Scouring the main and rural roads running between England and Scotland, officers were on the lookout for travelling criminals and suspicious vehicles – including those towing trailers, quad bikes or equipment linked to livestock.

During the course of Wednesday’s overnight operation which spanned much of the border, officers stopped and checked 147 vehicles as they maintained the momentum gathered in recent rural operations.

Inspector Garry Neill, of Northumbria Police’s Rural Policing Team, said: “Offenders who target our rural communities often travel large distances across borders in a bid to disguise their criminality.

“That’s why it’s imperative we continue to work together with our neighbouring forces and partners to tackle it.

“This level of collaboration with our colleagues in Scotland and other forces in the north of England is an efficient and effective way of making best use of our resource, skills and knowledge.

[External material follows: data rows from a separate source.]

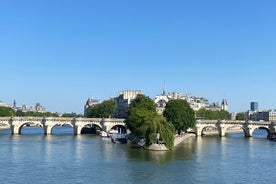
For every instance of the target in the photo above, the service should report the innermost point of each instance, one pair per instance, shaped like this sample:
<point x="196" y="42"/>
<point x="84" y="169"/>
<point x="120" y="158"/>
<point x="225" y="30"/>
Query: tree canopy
<point x="143" y="121"/>
<point x="213" y="115"/>
<point x="180" y="114"/>
<point x="6" y="111"/>
<point x="105" y="109"/>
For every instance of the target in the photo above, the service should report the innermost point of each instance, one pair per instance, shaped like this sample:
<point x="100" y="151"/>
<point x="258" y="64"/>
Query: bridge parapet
<point x="222" y="125"/>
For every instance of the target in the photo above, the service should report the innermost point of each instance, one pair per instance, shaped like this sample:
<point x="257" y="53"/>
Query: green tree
<point x="6" y="111"/>
<point x="143" y="121"/>
<point x="105" y="109"/>
<point x="240" y="116"/>
<point x="180" y="114"/>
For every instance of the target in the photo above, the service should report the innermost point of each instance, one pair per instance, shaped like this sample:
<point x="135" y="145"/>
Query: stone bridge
<point x="16" y="123"/>
<point x="222" y="126"/>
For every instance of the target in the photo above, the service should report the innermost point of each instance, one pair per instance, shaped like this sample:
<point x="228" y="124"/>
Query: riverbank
<point x="4" y="127"/>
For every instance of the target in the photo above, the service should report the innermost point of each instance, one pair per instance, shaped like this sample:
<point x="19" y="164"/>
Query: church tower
<point x="224" y="105"/>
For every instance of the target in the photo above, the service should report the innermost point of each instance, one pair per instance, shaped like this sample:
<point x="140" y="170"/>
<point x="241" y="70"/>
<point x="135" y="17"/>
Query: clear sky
<point x="60" y="52"/>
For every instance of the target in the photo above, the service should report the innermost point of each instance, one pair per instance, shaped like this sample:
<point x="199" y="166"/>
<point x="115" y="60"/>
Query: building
<point x="90" y="103"/>
<point x="123" y="102"/>
<point x="37" y="108"/>
<point x="254" y="106"/>
<point x="2" y="104"/>
<point x="224" y="105"/>
<point x="196" y="103"/>
<point x="266" y="115"/>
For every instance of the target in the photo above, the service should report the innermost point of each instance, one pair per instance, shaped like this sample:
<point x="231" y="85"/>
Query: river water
<point x="64" y="158"/>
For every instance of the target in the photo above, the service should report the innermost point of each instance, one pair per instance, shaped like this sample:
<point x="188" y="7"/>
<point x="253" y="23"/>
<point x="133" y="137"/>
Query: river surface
<point x="64" y="158"/>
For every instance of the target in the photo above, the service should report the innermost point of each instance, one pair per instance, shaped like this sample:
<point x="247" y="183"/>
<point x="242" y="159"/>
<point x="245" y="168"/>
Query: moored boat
<point x="271" y="136"/>
<point x="119" y="138"/>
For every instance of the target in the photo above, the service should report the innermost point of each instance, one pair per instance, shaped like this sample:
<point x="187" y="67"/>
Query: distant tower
<point x="14" y="103"/>
<point x="224" y="105"/>
<point x="254" y="106"/>
<point x="164" y="89"/>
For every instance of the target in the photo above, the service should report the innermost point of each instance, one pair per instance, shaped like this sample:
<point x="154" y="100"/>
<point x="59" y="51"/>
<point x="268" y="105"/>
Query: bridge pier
<point x="221" y="128"/>
<point x="48" y="129"/>
<point x="248" y="129"/>
<point x="272" y="127"/>
<point x="77" y="129"/>
<point x="198" y="130"/>
<point x="15" y="129"/>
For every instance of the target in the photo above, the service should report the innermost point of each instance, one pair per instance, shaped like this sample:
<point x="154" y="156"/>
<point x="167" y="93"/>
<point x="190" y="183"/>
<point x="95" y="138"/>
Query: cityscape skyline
<point x="60" y="53"/>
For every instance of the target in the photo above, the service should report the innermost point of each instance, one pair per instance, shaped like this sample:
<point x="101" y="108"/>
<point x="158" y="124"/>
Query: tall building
<point x="224" y="105"/>
<point x="123" y="102"/>
<point x="89" y="103"/>
<point x="254" y="106"/>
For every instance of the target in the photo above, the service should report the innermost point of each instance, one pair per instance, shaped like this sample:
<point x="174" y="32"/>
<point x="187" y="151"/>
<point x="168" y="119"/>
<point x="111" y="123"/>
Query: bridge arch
<point x="28" y="123"/>
<point x="63" y="128"/>
<point x="235" y="128"/>
<point x="260" y="128"/>
<point x="90" y="128"/>
<point x="209" y="129"/>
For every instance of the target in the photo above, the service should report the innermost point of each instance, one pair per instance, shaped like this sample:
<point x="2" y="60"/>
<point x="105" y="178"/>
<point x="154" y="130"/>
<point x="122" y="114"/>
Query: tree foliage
<point x="143" y="121"/>
<point x="240" y="116"/>
<point x="213" y="115"/>
<point x="180" y="114"/>
<point x="6" y="111"/>
<point x="105" y="109"/>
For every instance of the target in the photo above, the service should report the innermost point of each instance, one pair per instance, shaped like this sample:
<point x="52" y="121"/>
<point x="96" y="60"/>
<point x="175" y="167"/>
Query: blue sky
<point x="60" y="52"/>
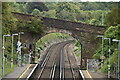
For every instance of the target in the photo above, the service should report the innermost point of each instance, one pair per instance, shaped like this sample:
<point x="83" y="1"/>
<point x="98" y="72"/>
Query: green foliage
<point x="113" y="33"/>
<point x="113" y="17"/>
<point x="36" y="12"/>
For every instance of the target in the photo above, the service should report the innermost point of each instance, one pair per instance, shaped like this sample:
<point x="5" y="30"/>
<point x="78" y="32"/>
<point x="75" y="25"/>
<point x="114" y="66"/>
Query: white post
<point x="119" y="60"/>
<point x="12" y="49"/>
<point x="12" y="52"/>
<point x="3" y="58"/>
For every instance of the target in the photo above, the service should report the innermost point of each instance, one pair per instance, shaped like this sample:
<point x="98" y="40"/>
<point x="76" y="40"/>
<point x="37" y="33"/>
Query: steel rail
<point x="72" y="71"/>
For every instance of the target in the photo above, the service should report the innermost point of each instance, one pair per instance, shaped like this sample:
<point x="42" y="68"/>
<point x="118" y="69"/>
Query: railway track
<point x="53" y="66"/>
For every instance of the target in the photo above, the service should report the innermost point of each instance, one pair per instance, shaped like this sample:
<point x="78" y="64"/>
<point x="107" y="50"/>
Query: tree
<point x="35" y="12"/>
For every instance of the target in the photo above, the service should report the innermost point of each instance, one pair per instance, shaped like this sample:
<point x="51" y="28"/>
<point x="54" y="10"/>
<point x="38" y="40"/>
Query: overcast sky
<point x="60" y="0"/>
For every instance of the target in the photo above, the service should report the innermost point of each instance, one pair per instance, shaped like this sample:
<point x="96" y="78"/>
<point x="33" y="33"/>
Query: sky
<point x="60" y="0"/>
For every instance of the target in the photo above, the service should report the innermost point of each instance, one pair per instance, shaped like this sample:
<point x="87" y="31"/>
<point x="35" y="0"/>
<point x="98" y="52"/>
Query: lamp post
<point x="118" y="57"/>
<point x="101" y="36"/>
<point x="12" y="49"/>
<point x="3" y="55"/>
<point x="109" y="58"/>
<point x="19" y="50"/>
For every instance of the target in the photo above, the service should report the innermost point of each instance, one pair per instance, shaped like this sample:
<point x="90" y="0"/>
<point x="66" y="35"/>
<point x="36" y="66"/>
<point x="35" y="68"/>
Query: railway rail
<point x="54" y="65"/>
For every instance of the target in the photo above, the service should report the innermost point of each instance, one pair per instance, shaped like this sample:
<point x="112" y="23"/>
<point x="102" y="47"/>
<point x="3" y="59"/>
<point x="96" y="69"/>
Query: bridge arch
<point x="84" y="33"/>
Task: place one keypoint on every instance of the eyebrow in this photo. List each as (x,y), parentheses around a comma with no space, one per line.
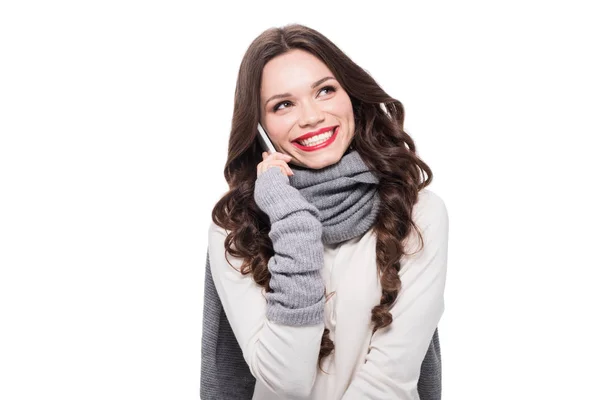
(314,85)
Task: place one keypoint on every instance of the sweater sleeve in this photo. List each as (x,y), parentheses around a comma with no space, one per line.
(280,332)
(298,296)
(392,366)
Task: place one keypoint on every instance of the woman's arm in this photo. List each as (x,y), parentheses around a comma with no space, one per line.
(392,366)
(279,332)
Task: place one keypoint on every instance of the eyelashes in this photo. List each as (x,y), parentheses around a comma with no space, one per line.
(329,88)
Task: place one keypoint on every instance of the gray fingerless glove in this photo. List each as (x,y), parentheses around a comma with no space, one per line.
(298,289)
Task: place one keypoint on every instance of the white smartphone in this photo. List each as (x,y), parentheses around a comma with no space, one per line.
(265,142)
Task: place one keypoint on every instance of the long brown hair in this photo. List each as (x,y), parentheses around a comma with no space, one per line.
(379,139)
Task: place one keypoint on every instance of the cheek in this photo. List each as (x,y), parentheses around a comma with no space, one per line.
(279,128)
(342,107)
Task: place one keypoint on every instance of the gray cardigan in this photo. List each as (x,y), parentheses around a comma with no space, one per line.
(226,376)
(296,228)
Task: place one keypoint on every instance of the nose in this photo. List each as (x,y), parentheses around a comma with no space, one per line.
(311,114)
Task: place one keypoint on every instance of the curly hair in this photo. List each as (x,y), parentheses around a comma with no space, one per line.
(379,138)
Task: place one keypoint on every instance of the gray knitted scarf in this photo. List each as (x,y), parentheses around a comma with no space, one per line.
(346,197)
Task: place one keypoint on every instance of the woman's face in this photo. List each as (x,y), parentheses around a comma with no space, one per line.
(300,96)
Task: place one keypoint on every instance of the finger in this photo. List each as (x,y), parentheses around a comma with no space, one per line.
(287,170)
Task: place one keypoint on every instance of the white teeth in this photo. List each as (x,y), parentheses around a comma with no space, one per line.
(317,139)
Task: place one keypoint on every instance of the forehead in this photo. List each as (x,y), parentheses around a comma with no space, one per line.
(292,71)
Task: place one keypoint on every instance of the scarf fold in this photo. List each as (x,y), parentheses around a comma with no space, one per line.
(348,202)
(345,194)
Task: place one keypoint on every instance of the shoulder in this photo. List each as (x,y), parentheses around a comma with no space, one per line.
(430,216)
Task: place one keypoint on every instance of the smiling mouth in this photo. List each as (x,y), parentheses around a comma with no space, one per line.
(317,139)
(317,142)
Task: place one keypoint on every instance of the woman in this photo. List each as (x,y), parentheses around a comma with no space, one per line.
(326,264)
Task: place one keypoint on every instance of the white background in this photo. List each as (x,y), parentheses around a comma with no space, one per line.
(114,122)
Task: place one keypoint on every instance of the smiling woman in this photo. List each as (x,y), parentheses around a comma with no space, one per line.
(315,112)
(326,264)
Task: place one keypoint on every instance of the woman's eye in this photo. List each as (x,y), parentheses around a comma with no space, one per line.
(329,88)
(277,107)
(279,104)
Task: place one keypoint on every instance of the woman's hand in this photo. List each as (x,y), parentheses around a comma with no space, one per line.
(274,160)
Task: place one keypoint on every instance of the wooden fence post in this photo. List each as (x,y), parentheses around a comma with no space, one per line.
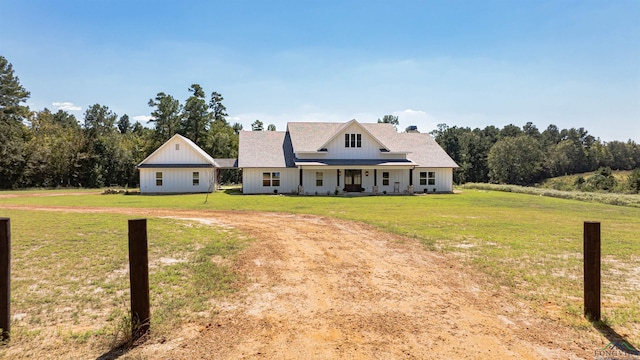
(5,278)
(139,277)
(592,270)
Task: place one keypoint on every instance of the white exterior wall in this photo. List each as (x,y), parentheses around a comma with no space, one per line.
(370,148)
(176,180)
(329,181)
(252,181)
(444,180)
(400,176)
(169,155)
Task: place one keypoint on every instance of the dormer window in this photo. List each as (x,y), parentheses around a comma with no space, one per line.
(352,140)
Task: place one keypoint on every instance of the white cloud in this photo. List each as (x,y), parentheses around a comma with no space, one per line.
(142,118)
(65,106)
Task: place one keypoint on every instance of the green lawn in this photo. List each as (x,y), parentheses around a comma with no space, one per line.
(526,244)
(70,275)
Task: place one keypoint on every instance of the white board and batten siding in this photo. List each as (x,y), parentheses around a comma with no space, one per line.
(443,180)
(177,166)
(176,180)
(252,181)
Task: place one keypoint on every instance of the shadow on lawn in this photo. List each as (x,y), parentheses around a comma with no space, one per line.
(616,340)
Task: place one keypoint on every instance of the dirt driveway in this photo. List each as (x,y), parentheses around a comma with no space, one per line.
(321,288)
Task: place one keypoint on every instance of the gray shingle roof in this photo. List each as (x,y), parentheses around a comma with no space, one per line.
(275,148)
(265,149)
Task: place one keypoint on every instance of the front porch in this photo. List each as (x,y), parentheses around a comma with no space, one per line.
(362,180)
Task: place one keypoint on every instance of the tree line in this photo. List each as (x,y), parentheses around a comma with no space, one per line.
(524,156)
(54,149)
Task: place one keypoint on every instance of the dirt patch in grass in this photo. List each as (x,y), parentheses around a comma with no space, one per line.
(324,288)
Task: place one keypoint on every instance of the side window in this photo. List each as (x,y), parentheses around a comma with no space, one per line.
(423,178)
(385,178)
(431,179)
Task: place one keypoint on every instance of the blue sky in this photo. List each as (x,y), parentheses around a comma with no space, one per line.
(463,63)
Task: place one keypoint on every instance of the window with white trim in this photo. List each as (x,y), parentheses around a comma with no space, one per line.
(431,178)
(271,179)
(352,140)
(385,178)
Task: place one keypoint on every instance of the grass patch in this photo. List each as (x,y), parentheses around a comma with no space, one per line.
(530,245)
(70,271)
(604,198)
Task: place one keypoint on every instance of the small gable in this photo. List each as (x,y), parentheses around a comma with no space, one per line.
(178,151)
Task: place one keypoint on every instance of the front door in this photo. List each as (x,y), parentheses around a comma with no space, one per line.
(352,180)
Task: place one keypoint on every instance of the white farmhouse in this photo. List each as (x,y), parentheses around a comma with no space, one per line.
(322,158)
(178,166)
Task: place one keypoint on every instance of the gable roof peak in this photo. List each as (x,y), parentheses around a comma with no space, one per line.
(206,157)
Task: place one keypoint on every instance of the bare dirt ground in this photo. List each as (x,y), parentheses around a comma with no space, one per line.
(321,288)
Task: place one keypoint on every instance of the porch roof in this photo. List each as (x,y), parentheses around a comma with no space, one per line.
(175,166)
(355,162)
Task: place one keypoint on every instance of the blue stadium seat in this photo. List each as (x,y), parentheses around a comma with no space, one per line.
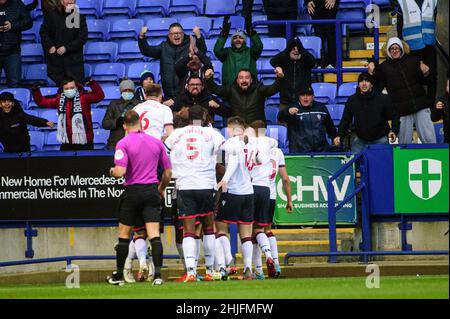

“Tackling rural crime is a priority for Northumbria Police and a significant amount of work is ongoing, aided by the vital support of our Rural Crime Volunteers, to tackle rural crime and support communities who live in remote areas.

“Initiative such as Farm Watch and Operation Checkpoint are consistently getting results, and we look forward to further joint initiatives with Police Scotland, neighbouring forces and our partners over the coming weeks and months.”

As a result of the operation, one vehicle was uplifted, one driver reported in connection with road traffic offences, two drivers given police warnings and several other motorists were provided with information and advice.

That followed a concentrated effort on a number of roads including the A7, B6357, B7201 and service stations on the A(M)74.

Chief Inspector Vincent Fisher, Local Area Commander for the Scottish Borders said “Operation Winterberry is recognition of the fact travelling criminals do not respect regional boundaries and travel throughout the country, targeting vulnerable rural properties, depriving people of vehicles, quad bikes, trailers and other items of equipment often vital to livelihoods and the care of livestock. 

“There is already an excellent flow of intelligence back and forth between Police Scotland and other forces in the north of England, and Winterberry demonstrates a high level of operational collaboration , with officers from English and Scottish forces working closely on the ground, pooling resources, sharing local intelligence, tactics and best practice.”

Last week, a further 50 vehicles were stopped across Northumbria, Durham and Cumbria as part of Operation Checkpoint.

Officers were supported by the Force’s Motor Patrols Department and Special Constabulary, along with 13 Rural Crime Volunteers and Environment Agency Fisheries Enforcement officers.